Monday, May 28, 2012

TEPCO to Do Endoscopy of Reactor 1 Containment Vessel at #Fukushima, in Late August

After the Japan Nuclear Energy Safety Organization (JNES) published its analysis that the water level inside the Containment Vessel of Reactor 1 at Fukushima I Nuclear Power Plant may be only 40 centimeters deep, TEPCO announced the plan to probe inside the Containment Vessel with the endoscope, just as they did for Reactor 2.

According to Jiji Tsushin, TEPCO plans to visually inspect the inside (by two endoscopic cameras), take temperature and radiation measurements, and collect the water samples near where the fuel debris (corium) is supposed to be on the floor of the Containment Vessel.

The fuel debris (corium) in the Reactor 1 is considered to have dropped to the concrete floor of the Containment Vessel and eaten into the concrete, as having been disclosed during the workshop organized by the NISA in November last year. TEPCO's estimate is about 65 centimeters into the concrete, and the Institute of Applied Energy's estimate is about 2 meters.

From Jiji Tsushin (part; 5/28/2012):


Toward decommissioning Fukushima I Nuclear Power Plant, the plan has been agreed upon to probe the interior of the Reactor 1 Containment Vessel using the industrial endoscope and collect the sample of highly contaminated water near the fuel debris for analysis. The work will be carried out sometime between late August and mid September.

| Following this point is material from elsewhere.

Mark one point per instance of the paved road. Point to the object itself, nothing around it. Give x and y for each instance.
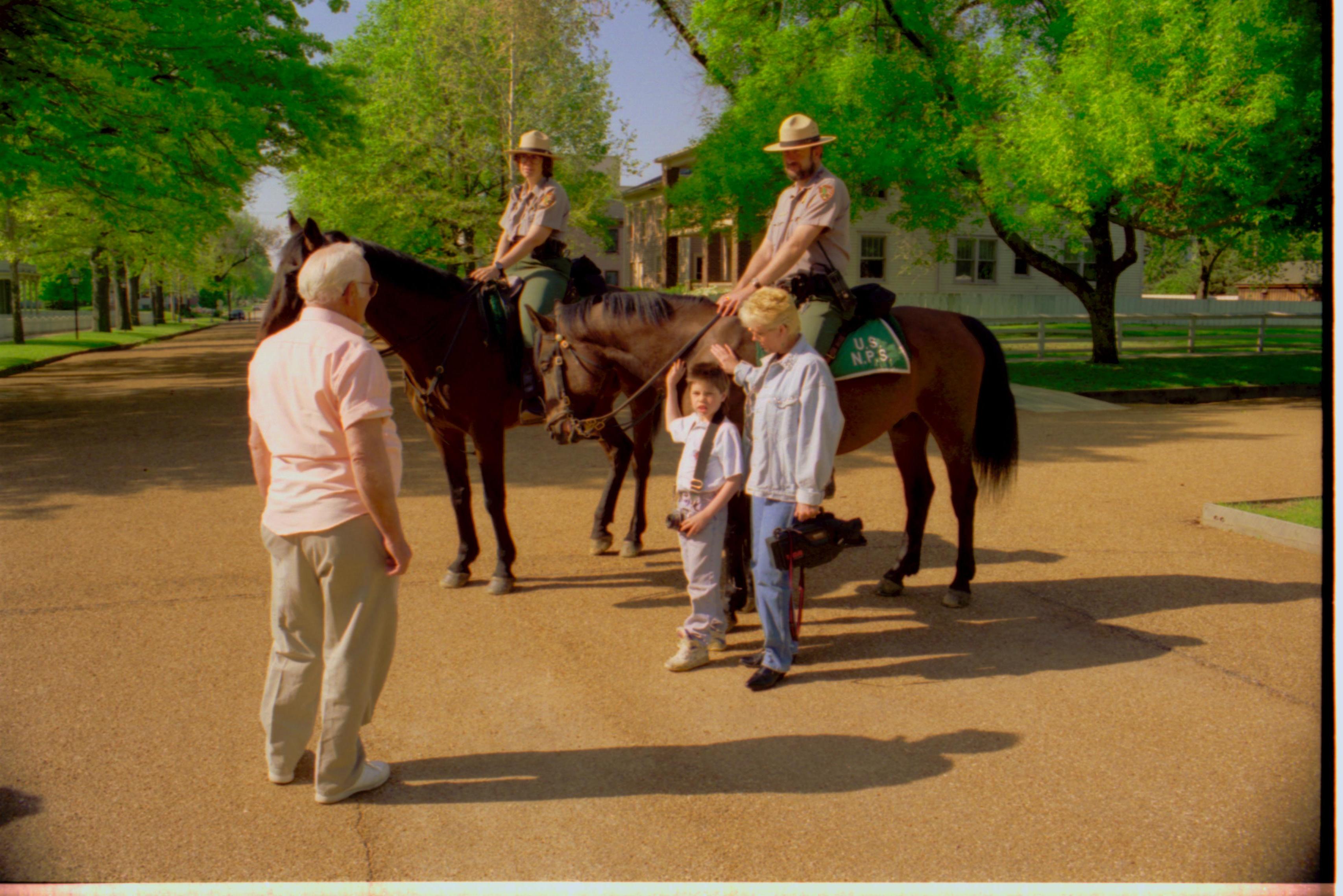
(1131, 696)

The probe of the Containment Vessel interior was done on Reactor 2 in January and March this year, which revealed the water level to be only 60 centimeters from the floor of the Containment Vessel.


In Reactor 1, TEPCO will insert the camera and radiation survey meter through one of the spare penetrations for the pipes, and collect the contaminated water and analyze in order to estimate the condition of the melted fuel. After the probe, a thermocouple will be left inside the Containment Vessel [in the water] to continuously measure the temperature of the water.

The details of the Reactor 1 CV probe are in one of the reference materials (Japanese-only; pages 18 to 25) for the May 28, 2012 meeting of the Working Group for Medium to Long Term Planning. TEPCO will have to build a mock-up first to train the workers. (I'll post some of the pages here later.)


Atomfritz said...

There is also a new handout with radiation maps in unit 1 (dated 5/25).

And, I am really getting confused.
Is this spill (610 cubic meters) at the sludge waste storage a new one or an old one?

Anonymous said...

Can someone remind me how thick the concrete layer underneath the containment vessel is? Any risk the fuel can/will eat through the entire concrete layer?

arevamirpal::laprimavera said...

mscharisma, look at the pic at the end of this post:

Concrete floor inside the CV: 2.6 meters max
Concrete below that: 7.6 meters.

Corium-concrete interactions (from wiki)

The fast erosion phase of the concrete basemat lasts for about an hour and progresses into about one meter depth, then slows to several centimeters per hour, and stops completely when the melt cools below the decomposition temperature of concrete (about 1100 °C). Complete melt-through can occur in several days even through several meters of concrete; the corium then penetrates several meters into the underlying soil, spreads around, cools and solidifies.

Atomfritz, that water leak I think is a newly found one. It must have been there for some time.

That radiation map conveniently misses the highest radiation area, which is the southeast corner where radiation can be measured in sievert/hour.

Anonymous said...

@laprimavera: Many thanks for the info and explanation. And my apologies. Am on a slow broadband connection these days with pictures turned off on web sites, so I completely missed the obvious details. Sorry about that.

Atomfritz said...

@ mscharisma:

Don't worry about melting through in Fukushima, this is practically impossible.

Better let's hope that French Hollande will keep his promise to turn off Fessenheim power plant at the Rhine, located directly at the German border. Remember, Fessenheim reactor's concrete thickness is 1.5 meters compared with the about 10 meters at Fukushima. If an accident occurs there, the Netherlands would be in a very bad situation, as they rely mainly on the Rhine for their water supply.

@ LaPrimavera

Thank you, I actually missed this interesting fact that these radiation maps just blank out the lesser "inviting" areas making #1 look way cleaner than it is. One really has to look very careful at what Tepco presents.

Anonymous said...

Thanks, Atomfritz.

madhavi said...

I am having gallbladder issues and need an Endoscopy surgery, what is entailed in this?